The heavy electrical transmission lines of the mighty Ivanpah Solar Power Generation System, located in California’s Mojave Desert at the base of Clark Mountain and just south of this state community on Interstate 15, are seen July 15, 2022 near Primm, Nevada. The Ivanpah system consists of three solar thermal power plants and 173,500 heliostats (mirrors) on 3,500 acres and has a gross capacity of 392 megawatts (MW).
George Rose | Getty Images News | Getty Images
The Interior Department’s Bureau of Land Management said this week that it has advanced two transmission projects proposed by utility NV Energy that would facilitate the development and delivery of renewable energy in Nevada.
The agency will initiate an environmental review of the Greenlink North project, which will span more than 450 miles to connect Las Vegas and Reno, and issue a draft environmental impact statement for the Greenlink West transmission project, which will span 232 miles. from Ely to Yerington.

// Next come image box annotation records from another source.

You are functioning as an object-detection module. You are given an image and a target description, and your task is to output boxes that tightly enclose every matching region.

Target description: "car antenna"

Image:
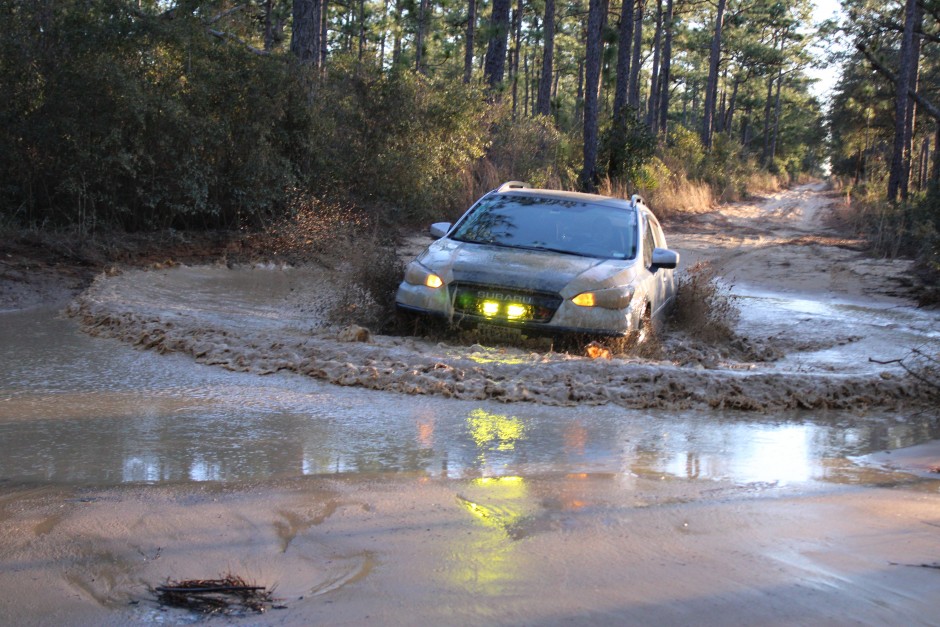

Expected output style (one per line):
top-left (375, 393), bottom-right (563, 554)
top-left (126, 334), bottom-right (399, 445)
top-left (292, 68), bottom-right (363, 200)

top-left (496, 181), bottom-right (532, 192)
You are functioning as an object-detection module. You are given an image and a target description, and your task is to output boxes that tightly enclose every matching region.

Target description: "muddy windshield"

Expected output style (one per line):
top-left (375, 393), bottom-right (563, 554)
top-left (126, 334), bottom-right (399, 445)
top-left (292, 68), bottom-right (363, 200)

top-left (451, 195), bottom-right (637, 259)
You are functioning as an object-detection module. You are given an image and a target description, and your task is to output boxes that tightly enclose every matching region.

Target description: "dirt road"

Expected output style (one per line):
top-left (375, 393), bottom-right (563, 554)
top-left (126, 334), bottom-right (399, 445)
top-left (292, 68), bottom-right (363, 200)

top-left (64, 187), bottom-right (940, 411)
top-left (0, 188), bottom-right (940, 626)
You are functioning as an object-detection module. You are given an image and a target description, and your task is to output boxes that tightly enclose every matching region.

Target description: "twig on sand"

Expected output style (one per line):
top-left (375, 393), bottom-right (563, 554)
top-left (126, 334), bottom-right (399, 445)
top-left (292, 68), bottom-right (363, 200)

top-left (153, 574), bottom-right (284, 615)
top-left (888, 562), bottom-right (940, 570)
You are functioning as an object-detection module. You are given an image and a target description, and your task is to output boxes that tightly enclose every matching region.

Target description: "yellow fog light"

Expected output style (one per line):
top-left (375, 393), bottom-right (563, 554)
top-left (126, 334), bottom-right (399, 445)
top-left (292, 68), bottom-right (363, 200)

top-left (506, 305), bottom-right (525, 320)
top-left (571, 292), bottom-right (595, 307)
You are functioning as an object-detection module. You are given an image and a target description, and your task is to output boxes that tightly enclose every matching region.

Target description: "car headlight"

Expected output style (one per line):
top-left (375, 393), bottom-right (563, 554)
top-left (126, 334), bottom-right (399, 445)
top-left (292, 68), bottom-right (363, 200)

top-left (571, 286), bottom-right (635, 309)
top-left (405, 261), bottom-right (444, 289)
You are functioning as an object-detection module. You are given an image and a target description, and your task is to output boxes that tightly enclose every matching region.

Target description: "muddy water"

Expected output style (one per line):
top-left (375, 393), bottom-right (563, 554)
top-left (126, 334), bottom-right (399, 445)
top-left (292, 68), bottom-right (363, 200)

top-left (0, 306), bottom-right (940, 485)
top-left (734, 284), bottom-right (940, 375)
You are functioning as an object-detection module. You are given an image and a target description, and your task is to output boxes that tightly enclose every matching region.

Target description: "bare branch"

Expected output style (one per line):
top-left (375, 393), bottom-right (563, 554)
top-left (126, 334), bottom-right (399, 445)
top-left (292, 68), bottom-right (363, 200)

top-left (206, 28), bottom-right (270, 57)
top-left (855, 43), bottom-right (940, 120)
top-left (206, 4), bottom-right (245, 26)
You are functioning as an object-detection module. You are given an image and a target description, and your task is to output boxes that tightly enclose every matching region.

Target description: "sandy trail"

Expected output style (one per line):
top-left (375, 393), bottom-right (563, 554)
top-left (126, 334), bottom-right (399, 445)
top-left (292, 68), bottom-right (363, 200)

top-left (64, 187), bottom-right (940, 411)
top-left (0, 468), bottom-right (940, 626)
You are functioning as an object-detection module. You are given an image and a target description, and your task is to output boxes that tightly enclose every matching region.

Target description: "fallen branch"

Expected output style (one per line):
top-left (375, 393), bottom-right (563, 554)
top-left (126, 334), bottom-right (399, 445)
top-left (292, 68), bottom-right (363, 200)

top-left (868, 357), bottom-right (904, 366)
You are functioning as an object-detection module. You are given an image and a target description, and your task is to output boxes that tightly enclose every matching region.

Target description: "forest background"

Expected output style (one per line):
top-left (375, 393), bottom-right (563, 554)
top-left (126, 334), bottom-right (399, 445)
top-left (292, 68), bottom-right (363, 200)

top-left (0, 0), bottom-right (940, 288)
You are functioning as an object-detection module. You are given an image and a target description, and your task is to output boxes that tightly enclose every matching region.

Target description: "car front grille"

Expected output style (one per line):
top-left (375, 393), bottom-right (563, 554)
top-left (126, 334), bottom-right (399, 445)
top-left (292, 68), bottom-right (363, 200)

top-left (451, 283), bottom-right (561, 323)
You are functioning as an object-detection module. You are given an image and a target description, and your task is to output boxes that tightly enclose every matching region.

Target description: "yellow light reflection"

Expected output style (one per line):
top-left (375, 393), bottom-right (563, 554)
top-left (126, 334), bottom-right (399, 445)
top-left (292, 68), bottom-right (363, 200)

top-left (480, 300), bottom-right (499, 318)
top-left (506, 305), bottom-right (526, 320)
top-left (447, 477), bottom-right (533, 599)
top-left (467, 409), bottom-right (525, 451)
top-left (571, 292), bottom-right (594, 307)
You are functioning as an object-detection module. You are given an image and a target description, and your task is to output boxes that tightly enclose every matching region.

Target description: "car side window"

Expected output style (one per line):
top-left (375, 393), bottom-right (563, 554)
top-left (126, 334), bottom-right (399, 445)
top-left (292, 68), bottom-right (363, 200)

top-left (648, 216), bottom-right (666, 248)
top-left (643, 218), bottom-right (656, 268)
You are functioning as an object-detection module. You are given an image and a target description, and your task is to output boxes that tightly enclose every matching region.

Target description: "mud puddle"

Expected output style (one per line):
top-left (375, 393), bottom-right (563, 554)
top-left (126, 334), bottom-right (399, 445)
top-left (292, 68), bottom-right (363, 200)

top-left (0, 311), bottom-right (940, 485)
top-left (733, 284), bottom-right (940, 378)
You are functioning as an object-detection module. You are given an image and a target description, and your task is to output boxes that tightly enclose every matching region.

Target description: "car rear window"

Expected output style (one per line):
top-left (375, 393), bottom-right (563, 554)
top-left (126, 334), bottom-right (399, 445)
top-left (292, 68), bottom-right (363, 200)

top-left (451, 194), bottom-right (637, 259)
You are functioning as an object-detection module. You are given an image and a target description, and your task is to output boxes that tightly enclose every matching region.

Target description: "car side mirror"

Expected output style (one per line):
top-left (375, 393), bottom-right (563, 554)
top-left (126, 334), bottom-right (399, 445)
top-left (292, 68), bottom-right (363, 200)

top-left (431, 222), bottom-right (450, 239)
top-left (653, 248), bottom-right (679, 270)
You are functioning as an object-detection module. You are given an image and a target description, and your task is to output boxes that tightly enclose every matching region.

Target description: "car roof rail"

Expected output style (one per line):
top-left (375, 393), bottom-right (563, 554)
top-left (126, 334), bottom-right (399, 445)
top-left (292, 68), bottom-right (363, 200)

top-left (496, 181), bottom-right (532, 192)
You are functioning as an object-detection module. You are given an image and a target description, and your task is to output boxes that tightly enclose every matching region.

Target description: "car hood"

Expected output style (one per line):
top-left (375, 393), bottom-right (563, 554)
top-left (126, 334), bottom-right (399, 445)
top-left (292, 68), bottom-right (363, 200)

top-left (418, 238), bottom-right (635, 298)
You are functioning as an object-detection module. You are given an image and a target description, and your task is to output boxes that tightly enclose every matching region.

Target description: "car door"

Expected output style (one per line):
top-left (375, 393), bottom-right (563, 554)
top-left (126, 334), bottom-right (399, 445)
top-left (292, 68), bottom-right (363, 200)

top-left (643, 211), bottom-right (673, 320)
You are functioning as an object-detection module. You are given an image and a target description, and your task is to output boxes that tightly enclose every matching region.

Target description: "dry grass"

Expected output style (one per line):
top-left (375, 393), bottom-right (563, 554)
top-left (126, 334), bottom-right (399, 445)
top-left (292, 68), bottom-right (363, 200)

top-left (647, 176), bottom-right (715, 219)
top-left (672, 262), bottom-right (741, 344)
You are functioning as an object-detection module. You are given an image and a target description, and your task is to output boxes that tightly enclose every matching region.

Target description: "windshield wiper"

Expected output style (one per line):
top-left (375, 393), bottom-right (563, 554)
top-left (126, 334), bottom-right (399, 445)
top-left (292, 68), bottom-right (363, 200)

top-left (511, 244), bottom-right (596, 257)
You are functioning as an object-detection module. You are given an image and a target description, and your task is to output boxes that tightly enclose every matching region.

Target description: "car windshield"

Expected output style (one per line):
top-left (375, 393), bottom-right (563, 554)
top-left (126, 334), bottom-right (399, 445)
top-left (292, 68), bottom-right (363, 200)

top-left (451, 194), bottom-right (637, 259)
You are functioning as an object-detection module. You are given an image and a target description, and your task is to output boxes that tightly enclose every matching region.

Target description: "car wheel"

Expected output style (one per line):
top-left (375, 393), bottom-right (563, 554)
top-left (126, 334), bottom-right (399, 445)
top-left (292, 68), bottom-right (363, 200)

top-left (627, 303), bottom-right (655, 347)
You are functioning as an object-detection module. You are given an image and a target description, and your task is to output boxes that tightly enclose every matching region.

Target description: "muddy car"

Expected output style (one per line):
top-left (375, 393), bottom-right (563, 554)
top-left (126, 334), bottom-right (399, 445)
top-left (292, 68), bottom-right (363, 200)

top-left (395, 182), bottom-right (679, 336)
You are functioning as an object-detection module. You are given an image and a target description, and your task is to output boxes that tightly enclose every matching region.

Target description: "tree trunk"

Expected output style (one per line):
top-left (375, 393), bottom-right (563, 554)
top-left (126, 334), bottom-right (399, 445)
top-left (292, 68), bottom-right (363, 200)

top-left (768, 69), bottom-right (783, 166)
top-left (930, 118), bottom-right (940, 185)
top-left (901, 2), bottom-right (924, 200)
top-left (888, 0), bottom-right (917, 202)
top-left (509, 0), bottom-right (528, 117)
top-left (614, 0), bottom-right (634, 119)
top-left (317, 0), bottom-right (330, 72)
top-left (760, 77), bottom-right (774, 168)
top-left (917, 137), bottom-right (930, 191)
top-left (656, 0), bottom-right (674, 135)
top-left (535, 0), bottom-right (555, 115)
top-left (722, 78), bottom-right (741, 133)
top-left (379, 0), bottom-right (388, 70)
top-left (463, 0), bottom-right (477, 83)
top-left (290, 0), bottom-right (319, 65)
top-left (581, 0), bottom-right (606, 192)
top-left (483, 0), bottom-right (509, 90)
top-left (415, 0), bottom-right (431, 74)
top-left (627, 0), bottom-right (646, 113)
top-left (702, 0), bottom-right (726, 150)
top-left (646, 0), bottom-right (663, 133)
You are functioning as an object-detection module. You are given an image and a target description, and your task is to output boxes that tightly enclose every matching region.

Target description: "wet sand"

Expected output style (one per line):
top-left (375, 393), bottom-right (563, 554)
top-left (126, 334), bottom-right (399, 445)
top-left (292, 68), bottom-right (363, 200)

top-left (0, 473), bottom-right (940, 625)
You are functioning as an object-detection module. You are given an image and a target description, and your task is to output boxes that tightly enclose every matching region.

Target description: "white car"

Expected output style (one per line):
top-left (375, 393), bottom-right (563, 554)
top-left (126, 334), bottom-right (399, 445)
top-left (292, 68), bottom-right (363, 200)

top-left (395, 181), bottom-right (679, 336)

When completed, the projects will connect eight gigawatts of clean energy to the western power grid. The plans would reinforce the Biden administration’s goal of deploying 25 gigawatts of renewable energy on public lands and waters by 2025 and achieving a carbon-free electricity sector by 2035.
The announcement comes as Congress debates federal energy authorizing the revisions, with Sen. Joe Manchin, DW.Va., introduction of a measure earlier this month to accelerate the authorization of fossil fuel and renewable energy projects.
The transmission projects involve the expansion of high-voltage lines that carry renewable energy to populated areas and will play a critical role in accelerating the clean energy transition while meeting growing electricity demand.
The BLM aims to finalize proposed documents and develop a decision record for the Greenlink West project by the end of 2024. It will also release draft environmental planning documents for the Greenlink North project for public comment later this year. year.
“Our public lands have a critical role to play in the clean energy transition,” BLM Director Tracy Stone-Manning said in a statement.
The agency said it has approved 35 clean energy projects over the past two years, including solar, geothermal and gen-tie facilities, which are expected to generate 8,160 megawatts of electricity, enough to power more than 2, 6 million homes.
Some projects include the SunZia Southwest transmission project in New Mexico and approval to build the Sunlight Storage II battery storage system in California. The agency is also reviewing projects such as Utah’s Star Range Solar Project and Nevada’s Bonanza Solar Project.